Industrial Policy Debate: Should The Pentagon Pick Winners and Losers?

Sandra I. Erwin. National Defense Magazine, November 2009.


Acquisition and R&D accounts now make up 34 percent of the defense base budget. Assuming a flat budget and growth in personnel a bit above inflation, modernization accounts 10 years from now will be down to 25 percent of the budget, according to TechAmerica estimates.

Unless the Defense Department decides to reduce the size of the force, procurement spending will continue to be squeezed, says budget analyst Steve Daggett, of the Congressional Research Service. He estimates that the average service member costs 45 percent more — including salary and benefits after adjusting for inflation — than in 2000.

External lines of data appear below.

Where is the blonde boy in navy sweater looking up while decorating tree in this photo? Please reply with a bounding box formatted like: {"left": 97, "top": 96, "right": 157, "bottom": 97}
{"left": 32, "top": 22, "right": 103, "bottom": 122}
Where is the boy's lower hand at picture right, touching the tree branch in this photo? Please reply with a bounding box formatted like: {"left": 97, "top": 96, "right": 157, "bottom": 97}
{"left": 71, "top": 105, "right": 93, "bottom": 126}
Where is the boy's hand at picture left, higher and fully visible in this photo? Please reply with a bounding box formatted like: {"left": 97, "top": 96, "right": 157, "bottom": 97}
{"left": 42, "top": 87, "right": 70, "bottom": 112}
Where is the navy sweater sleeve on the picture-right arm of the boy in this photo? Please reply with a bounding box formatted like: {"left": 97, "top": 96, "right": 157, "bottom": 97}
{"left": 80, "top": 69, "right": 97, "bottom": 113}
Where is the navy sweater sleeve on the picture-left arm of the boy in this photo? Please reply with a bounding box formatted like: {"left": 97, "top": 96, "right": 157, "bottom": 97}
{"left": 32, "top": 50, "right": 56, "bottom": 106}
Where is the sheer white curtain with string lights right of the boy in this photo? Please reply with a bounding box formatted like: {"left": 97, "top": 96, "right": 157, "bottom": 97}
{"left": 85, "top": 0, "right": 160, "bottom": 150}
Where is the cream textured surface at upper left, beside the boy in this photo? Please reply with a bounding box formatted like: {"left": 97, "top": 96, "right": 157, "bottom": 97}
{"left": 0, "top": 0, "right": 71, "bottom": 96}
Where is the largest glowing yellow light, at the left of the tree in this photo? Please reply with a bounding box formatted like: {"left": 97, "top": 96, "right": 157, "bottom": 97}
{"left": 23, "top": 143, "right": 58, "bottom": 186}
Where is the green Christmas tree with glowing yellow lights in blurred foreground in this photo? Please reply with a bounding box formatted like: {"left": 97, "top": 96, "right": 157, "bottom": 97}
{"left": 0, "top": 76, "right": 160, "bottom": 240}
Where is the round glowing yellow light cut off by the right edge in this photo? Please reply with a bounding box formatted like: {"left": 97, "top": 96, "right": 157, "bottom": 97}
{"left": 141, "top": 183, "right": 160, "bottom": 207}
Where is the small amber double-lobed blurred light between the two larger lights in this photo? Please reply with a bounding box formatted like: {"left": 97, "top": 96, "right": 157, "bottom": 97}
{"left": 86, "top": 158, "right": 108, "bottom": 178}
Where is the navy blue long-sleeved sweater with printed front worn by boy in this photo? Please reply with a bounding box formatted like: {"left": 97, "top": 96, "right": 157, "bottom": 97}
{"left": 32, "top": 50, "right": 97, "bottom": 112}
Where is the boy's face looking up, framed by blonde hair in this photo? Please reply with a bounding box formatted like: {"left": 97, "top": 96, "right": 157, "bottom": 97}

Industry analyst Jim McAleese, of McAleese & Associates, says he is certain that the Obama administration has effectively flat-lined defense spending for the foreseeable future. But many major decisions have yet to be made regarding how money will be allocated within a flat budget.

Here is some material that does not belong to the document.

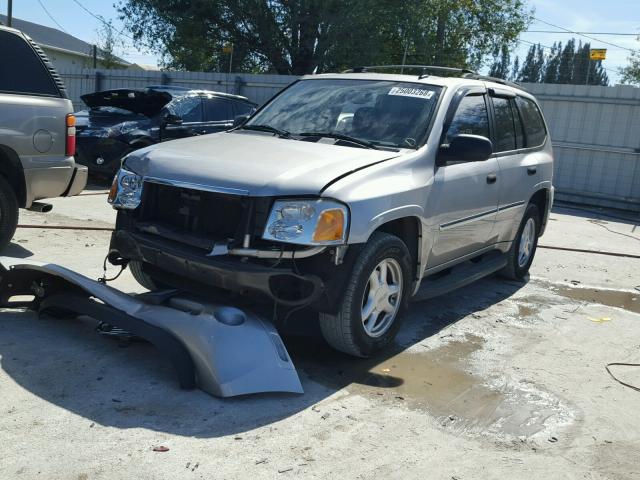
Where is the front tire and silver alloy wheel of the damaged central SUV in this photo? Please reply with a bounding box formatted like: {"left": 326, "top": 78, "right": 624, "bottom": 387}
{"left": 320, "top": 232, "right": 412, "bottom": 358}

“I would caution you to really pay attention to Defense Secretary Robert Gates’ vision,” McAleese says in an interview with Federal News Radio. “I believe he is fundamentally using the QDR [quadrennial defense review] to put the finishing touches on his legacy. Gates wants to “optimize” the Army for long-duration counterinsurgencies, he says. “The priority in the Army will be investing in a world-class quality combat force, that is well-supported, and that the soldiers’ families are well-supported.” The upshot is that many of the expensive weapons systems that the services have been accustomed to buying will no longer be affordable.